Based on research that I wrote up in an article last year, my conclusion is that hitting the debt ceiling is not, by itself, a violation of Section 4. Why? Consider a hypothetical. Suppose we hit the ceiling and bond payments are suspended. A week later, the ceiling is lifted and Congress provides that the bond holders will be made whole for the missed payments. In that case, I would argue that the public debt has not been questioned in a substantial way and no constitutional violation has occurred.
Why do I add the qualification "in a substantial way?" Because in the years after Section 4 was ratified, Congress made changes to the value of the currency. (Paper money, gold and silver money, just a gold standard.) All of these reforms changed the value of our debts (sometimes to the detriment of the bond holder). Nobody thought, though, that this raised a Section 4 problem. From this, I glean that only a significant or substantial reduction in debt validity is a constitutional violation, not just any modification or reduction.

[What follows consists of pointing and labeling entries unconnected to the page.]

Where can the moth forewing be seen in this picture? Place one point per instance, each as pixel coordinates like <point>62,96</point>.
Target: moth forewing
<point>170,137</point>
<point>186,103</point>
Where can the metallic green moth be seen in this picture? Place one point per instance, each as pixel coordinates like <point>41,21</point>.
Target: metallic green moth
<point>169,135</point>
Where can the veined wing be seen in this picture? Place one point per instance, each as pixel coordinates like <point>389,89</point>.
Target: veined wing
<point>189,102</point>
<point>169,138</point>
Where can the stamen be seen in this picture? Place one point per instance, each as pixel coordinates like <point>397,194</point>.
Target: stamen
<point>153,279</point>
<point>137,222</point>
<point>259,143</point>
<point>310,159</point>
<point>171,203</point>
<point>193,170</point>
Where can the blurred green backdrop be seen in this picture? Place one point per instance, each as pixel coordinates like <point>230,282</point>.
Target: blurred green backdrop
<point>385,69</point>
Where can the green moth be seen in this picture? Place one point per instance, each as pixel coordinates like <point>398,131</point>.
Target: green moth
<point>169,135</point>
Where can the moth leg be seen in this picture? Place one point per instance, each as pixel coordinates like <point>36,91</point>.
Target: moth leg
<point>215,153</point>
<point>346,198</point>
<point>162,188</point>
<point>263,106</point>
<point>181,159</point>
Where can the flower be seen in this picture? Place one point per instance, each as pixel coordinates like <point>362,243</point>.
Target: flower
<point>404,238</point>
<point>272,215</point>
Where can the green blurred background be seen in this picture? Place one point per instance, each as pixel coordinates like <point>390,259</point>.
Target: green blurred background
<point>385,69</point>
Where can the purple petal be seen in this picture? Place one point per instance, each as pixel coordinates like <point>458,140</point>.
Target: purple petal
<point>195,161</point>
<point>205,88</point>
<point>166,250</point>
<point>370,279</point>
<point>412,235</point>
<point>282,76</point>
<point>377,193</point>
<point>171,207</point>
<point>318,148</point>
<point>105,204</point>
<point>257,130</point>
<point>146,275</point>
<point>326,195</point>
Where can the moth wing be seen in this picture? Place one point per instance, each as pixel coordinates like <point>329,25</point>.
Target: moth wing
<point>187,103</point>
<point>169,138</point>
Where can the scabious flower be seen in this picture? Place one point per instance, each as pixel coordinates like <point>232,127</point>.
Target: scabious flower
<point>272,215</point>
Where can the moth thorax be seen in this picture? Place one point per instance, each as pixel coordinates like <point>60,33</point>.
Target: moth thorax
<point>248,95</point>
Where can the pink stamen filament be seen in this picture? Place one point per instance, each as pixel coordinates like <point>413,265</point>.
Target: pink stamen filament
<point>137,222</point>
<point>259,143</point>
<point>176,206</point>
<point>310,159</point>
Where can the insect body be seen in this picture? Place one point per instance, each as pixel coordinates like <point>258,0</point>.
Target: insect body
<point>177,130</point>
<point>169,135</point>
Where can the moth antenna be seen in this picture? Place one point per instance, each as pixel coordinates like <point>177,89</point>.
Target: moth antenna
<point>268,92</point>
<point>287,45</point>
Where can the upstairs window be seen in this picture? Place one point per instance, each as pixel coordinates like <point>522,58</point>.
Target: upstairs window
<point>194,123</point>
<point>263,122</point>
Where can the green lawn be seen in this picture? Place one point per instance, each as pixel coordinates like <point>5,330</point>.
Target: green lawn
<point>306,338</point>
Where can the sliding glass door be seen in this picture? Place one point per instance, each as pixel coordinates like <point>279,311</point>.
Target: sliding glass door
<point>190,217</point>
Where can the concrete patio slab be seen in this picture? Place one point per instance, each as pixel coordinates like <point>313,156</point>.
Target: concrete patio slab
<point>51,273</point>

Of course, it is possible that hitting the debt ceiling could, combined with other factors, present a different situation. If Congress made clear that the bond holders would not be made whole for any suspension, that would raise serious Section 4 questions. Or a suspension that dragged on for months might cross the line. But on Day One or Day 6, the President would not, in my view, be authorized to do anything because the Constitution would not be infringed.